# new monitor trio



## mrkos (Aug 15, 2011)

picked up three of these little guys yesterday not sure what type some form of pygmy something very entertaining just managed to snap an early morning shot before they warm up too much cheers


----------



## Eddie2257 (Aug 15, 2011)

you baught something with out knowing what it even is? are they licenced?


----------



## dihsmaj (Aug 15, 2011)

Can't see it properly, but it looks like a short-tailed pygmy monitor (_Varanus brevicauda_) juvie.


----------



## jordanmulder (Aug 15, 2011)

_snakelover3 is correct, it is varanus brevicauda_


----------



## sesa-sayin (Aug 15, 2011)

there were 3 V. brevi for sale in Qld, just 4 days ago,,,,$800.00 each..my guess is, these are they.


----------



## david.dix (Oct 24, 2011)

i swear if you found them i am so jealous.
cause how could you not know what they are if you bought them?


----------



## mrkos (Oct 24, 2011)

david.dix said:


> i swear if you found them i am so jealous.
> cause how could you not know what they are if you bought them?


 at 800 a pop I knew what they where just happened to be on rdu when they first come up for sale I must say they are powering along nicely although I've had to seperate as two have been fighting


----------



## SamNabz (Oct 24, 2011)

Any updated pics mrkos?

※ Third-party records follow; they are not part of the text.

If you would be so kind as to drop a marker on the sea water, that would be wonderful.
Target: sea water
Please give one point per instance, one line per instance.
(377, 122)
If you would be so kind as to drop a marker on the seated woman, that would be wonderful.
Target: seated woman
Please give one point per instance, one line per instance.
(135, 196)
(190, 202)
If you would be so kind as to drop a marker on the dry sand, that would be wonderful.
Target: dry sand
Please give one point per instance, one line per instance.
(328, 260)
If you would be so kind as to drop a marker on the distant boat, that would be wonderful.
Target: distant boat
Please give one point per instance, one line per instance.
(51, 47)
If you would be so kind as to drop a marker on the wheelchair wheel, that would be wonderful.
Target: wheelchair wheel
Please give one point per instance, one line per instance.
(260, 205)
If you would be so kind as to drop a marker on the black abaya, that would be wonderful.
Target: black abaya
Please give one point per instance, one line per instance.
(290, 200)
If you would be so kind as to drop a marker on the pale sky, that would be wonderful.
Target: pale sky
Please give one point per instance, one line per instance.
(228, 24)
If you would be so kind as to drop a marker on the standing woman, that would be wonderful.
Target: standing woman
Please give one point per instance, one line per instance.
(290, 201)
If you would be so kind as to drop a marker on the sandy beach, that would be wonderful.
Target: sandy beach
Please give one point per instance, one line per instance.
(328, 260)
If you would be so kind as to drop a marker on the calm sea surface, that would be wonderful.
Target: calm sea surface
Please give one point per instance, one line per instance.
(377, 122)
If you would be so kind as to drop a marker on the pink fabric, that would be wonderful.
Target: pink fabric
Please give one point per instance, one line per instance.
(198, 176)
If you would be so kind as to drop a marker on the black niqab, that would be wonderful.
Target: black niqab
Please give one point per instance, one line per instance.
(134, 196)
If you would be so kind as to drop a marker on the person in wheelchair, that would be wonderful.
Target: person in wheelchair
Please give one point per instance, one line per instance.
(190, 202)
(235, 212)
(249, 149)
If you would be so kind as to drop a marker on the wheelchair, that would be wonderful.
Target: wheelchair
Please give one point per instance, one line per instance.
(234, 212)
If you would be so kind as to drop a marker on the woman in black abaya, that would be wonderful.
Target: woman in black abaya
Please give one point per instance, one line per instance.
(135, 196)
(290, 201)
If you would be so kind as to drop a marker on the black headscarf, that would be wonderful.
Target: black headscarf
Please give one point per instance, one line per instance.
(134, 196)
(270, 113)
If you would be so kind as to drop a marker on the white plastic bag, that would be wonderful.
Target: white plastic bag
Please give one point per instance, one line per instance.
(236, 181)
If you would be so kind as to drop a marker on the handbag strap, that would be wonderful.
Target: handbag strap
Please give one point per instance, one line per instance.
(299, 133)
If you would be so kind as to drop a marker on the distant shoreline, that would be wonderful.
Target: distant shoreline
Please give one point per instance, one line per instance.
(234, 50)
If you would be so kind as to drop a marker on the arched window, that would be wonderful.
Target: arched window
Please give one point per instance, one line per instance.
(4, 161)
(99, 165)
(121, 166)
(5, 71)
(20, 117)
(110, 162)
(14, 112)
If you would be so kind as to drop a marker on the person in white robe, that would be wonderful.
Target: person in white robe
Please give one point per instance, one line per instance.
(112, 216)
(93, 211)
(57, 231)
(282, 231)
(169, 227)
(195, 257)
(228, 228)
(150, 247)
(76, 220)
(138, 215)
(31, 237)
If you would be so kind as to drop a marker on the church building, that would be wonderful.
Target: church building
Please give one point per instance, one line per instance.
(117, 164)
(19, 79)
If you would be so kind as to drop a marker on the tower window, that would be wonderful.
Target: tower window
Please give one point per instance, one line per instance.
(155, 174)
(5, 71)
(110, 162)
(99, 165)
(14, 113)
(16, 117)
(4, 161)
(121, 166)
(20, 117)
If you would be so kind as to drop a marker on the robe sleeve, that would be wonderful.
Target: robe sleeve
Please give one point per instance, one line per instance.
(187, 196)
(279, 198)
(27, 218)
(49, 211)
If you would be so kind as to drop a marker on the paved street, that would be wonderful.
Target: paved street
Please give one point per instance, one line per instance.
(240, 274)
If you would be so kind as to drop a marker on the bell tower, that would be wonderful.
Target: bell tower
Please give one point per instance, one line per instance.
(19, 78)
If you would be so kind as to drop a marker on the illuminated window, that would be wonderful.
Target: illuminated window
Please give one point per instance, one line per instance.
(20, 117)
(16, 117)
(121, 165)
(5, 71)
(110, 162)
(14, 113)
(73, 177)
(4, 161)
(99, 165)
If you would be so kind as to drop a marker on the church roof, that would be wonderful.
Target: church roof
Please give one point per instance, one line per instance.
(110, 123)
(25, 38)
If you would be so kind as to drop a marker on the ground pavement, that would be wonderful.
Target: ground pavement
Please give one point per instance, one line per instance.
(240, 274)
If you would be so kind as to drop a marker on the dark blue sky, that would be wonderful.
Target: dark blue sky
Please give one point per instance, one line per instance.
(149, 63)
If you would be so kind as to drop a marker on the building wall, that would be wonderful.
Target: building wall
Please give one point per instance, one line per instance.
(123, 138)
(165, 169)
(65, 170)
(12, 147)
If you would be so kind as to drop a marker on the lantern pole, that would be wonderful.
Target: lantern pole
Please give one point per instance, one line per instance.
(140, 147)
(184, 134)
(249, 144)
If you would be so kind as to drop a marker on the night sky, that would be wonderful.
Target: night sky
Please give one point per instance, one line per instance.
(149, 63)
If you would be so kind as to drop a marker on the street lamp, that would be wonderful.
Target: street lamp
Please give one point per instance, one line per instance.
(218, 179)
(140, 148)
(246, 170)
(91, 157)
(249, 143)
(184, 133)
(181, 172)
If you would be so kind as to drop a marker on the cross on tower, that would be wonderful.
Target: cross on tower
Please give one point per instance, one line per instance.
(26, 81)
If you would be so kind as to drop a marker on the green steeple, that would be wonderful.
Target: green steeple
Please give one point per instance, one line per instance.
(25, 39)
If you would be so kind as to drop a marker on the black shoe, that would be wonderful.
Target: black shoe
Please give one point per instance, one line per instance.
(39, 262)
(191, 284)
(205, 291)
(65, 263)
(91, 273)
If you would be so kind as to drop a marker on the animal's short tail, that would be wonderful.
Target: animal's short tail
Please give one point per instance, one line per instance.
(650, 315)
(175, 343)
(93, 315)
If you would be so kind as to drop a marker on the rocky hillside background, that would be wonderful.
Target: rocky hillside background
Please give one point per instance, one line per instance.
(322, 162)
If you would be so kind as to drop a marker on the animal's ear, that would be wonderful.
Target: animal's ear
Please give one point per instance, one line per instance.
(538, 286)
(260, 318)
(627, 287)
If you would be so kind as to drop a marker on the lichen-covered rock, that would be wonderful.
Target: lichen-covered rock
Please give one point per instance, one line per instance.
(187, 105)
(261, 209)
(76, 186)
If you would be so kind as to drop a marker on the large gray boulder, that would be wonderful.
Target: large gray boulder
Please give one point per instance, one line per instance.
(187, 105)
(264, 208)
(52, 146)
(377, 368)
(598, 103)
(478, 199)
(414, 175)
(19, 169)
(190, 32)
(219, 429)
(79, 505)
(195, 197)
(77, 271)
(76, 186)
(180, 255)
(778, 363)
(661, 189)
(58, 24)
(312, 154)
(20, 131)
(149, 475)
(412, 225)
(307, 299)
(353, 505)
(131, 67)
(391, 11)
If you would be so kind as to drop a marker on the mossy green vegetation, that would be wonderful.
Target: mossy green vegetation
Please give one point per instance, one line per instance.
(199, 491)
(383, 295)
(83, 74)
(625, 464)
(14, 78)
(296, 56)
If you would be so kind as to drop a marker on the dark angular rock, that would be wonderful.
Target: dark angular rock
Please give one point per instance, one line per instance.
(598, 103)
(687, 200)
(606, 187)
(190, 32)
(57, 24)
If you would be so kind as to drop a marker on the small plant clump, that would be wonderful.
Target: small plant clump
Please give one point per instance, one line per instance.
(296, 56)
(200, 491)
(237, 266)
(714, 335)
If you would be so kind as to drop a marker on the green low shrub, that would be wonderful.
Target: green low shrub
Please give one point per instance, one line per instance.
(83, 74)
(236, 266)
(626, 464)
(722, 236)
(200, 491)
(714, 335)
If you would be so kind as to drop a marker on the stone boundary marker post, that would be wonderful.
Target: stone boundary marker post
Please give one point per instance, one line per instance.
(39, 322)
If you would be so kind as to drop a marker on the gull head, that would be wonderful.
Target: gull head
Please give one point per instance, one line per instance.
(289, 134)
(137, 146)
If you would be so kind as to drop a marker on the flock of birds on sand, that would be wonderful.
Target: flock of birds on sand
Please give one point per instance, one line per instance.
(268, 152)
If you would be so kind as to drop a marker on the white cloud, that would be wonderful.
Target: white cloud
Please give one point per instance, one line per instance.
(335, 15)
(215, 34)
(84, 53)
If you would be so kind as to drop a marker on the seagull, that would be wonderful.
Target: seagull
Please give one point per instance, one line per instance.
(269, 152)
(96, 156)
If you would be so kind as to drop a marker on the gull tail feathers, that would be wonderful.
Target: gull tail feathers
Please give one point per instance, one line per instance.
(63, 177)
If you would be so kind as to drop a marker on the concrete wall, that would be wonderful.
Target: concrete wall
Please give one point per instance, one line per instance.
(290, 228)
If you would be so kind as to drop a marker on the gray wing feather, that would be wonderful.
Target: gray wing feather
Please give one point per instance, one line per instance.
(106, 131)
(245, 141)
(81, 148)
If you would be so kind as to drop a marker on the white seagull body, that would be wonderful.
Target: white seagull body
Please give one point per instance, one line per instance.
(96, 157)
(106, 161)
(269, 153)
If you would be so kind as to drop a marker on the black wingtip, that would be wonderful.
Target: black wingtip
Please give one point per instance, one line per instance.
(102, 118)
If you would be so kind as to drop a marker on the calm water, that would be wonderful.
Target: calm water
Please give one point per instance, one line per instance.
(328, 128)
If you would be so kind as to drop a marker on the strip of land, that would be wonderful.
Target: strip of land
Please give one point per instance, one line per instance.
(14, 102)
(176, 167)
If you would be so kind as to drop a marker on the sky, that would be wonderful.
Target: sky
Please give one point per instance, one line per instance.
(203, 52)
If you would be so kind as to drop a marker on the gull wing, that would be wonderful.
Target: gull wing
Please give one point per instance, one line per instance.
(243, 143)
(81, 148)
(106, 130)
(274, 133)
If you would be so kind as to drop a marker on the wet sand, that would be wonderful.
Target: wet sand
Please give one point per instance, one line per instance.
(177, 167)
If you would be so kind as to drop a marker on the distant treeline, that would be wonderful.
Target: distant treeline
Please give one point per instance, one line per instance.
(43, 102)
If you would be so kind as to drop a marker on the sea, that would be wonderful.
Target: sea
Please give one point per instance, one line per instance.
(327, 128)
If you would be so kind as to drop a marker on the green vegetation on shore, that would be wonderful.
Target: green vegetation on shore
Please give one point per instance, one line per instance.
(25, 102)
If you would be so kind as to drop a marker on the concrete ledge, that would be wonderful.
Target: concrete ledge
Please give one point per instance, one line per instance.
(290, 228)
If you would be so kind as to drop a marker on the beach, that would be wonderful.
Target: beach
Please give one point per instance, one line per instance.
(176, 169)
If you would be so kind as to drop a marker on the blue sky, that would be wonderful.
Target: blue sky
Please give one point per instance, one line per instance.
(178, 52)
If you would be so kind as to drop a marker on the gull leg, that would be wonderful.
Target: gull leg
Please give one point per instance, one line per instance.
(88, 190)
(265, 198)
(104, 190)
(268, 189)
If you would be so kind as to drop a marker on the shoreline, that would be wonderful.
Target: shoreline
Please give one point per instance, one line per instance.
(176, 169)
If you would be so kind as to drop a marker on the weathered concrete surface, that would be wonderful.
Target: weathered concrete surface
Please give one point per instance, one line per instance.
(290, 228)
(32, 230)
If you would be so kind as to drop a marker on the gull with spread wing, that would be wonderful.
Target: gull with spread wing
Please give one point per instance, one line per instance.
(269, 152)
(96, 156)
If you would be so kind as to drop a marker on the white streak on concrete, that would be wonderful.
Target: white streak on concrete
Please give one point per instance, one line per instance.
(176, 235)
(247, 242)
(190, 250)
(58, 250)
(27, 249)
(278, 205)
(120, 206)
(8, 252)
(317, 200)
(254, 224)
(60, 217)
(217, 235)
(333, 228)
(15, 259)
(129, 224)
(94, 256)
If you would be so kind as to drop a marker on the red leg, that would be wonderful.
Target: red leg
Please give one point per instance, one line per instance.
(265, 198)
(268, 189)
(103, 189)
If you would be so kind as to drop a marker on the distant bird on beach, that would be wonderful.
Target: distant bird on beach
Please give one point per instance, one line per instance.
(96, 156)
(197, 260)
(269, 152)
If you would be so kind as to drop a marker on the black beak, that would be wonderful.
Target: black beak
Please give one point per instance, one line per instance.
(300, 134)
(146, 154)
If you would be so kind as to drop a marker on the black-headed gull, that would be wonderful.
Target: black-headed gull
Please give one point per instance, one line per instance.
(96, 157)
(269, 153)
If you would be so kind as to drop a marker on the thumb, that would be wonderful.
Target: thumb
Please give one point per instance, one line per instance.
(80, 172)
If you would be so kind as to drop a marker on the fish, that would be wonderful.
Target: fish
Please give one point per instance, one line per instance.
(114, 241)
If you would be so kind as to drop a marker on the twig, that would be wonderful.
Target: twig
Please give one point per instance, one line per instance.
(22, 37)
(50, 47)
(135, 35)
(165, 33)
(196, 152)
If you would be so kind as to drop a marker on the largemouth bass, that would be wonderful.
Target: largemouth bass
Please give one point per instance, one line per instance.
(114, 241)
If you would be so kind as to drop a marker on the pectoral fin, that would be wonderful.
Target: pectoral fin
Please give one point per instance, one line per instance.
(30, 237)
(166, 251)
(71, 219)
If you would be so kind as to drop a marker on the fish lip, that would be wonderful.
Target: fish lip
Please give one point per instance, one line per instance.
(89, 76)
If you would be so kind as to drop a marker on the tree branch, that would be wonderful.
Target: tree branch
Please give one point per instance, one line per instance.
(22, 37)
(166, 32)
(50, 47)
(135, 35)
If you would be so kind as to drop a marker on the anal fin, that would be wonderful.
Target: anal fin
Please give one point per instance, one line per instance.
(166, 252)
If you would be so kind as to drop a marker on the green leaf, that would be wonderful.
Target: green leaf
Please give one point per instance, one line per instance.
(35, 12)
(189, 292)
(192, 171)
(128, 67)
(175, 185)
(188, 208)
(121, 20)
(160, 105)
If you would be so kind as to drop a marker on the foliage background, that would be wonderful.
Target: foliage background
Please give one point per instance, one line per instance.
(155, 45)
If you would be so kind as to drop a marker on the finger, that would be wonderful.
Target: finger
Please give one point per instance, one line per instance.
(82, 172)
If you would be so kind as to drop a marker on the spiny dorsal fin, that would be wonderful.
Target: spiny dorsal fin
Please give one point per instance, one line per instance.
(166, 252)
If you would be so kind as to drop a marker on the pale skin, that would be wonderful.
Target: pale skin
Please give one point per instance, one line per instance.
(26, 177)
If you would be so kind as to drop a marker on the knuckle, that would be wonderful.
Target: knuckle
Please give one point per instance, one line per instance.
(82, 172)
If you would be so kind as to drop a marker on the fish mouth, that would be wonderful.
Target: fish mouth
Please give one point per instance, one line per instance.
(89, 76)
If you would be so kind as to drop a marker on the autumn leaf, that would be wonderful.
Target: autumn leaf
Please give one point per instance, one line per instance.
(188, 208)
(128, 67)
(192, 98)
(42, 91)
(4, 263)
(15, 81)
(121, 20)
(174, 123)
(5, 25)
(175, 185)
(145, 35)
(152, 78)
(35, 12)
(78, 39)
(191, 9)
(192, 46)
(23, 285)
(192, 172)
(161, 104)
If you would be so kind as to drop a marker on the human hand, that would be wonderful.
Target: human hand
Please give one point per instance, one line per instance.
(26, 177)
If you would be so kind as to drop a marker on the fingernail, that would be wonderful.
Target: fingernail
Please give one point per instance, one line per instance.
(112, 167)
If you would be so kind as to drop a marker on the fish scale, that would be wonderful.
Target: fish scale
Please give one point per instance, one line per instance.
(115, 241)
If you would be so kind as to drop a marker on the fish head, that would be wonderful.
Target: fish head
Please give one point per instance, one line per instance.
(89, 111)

They're awesome little monitors.


----------



## MonitorMayhem (Oct 24, 2011)

yeah love to see some more pics great little monitors what type of housing are you using for them


----------



## david.dix (Oct 24, 2011)

yeah pic's would be great, of them and the setup i am thinking of getting one but they are two expensive.
how big of an enclosure do you keep them in?


----------



## mrkos (Oct 24, 2011)

Ile put some pictures up on the weekend basically keep a pair in a 600 by 600 enclosure if you look at my posts in the show your monitors thread you can see my setup I have my other one in a meter long enclosure with lots of logs/ and hide holes and he seems to absolutely love it cheers


----------



## Smithers (Oct 24, 2011)

Fingers crossed this yr I'll get some....stunning little monitor, please more pics Mrkos


----------



## sesa-sayin (Oct 24, 2011)

i bought some last Jan.when they were only a few weeks old..............so tiny,!!!!!!!!!!!! bought them home into a boiling February, and was fearful, all survived happily; then came Winter, 1 went completely off food, the others, greatly reduced interest.(other monitor juvies of other species gobbled their way through winter ), although adults often don,t, and resumed feeding late August. all still going strongly, they certainly seem to be tough little guys, but Oh!!!!!!!!!!!! so tiny


----------



## mrkos (Oct 24, 2011)

Yeh mine have been spending a lot of time lately half buried in damp sand every two or three days they come out and run amok for a day I spend hours watching them I tried sexing them using Danny browns hemipenal trans illumination method and I am fairly sure I have two females and a male fingers crossed I suppose they carry themselves around the cage like a large lacie


----------



## snakes123 (Oct 24, 2011)

I Cant wait to get my small monitors  Just have to wait for my birthday then ill have the money.


----------



## njb432 (Oct 25, 2011)

What type are you going to get snakes123?


----------



## david.dix (Oct 25, 2011)

yeah if anyone has any short tailed monitors for sale let me know i can't wait to get one.


----------



## mrkos (Oct 29, 2011)

couple of updated pixView attachment 223499


----------



## snakes123 (Oct 29, 2011)

njb432 said:


> What type are you going to get snakes123?



Ackies probably.


----------



## mrkos (Oct 29, 2011)

couldnt get pics of the other two as they are burried somewhere in their enclosure cheersView attachment 223500


----------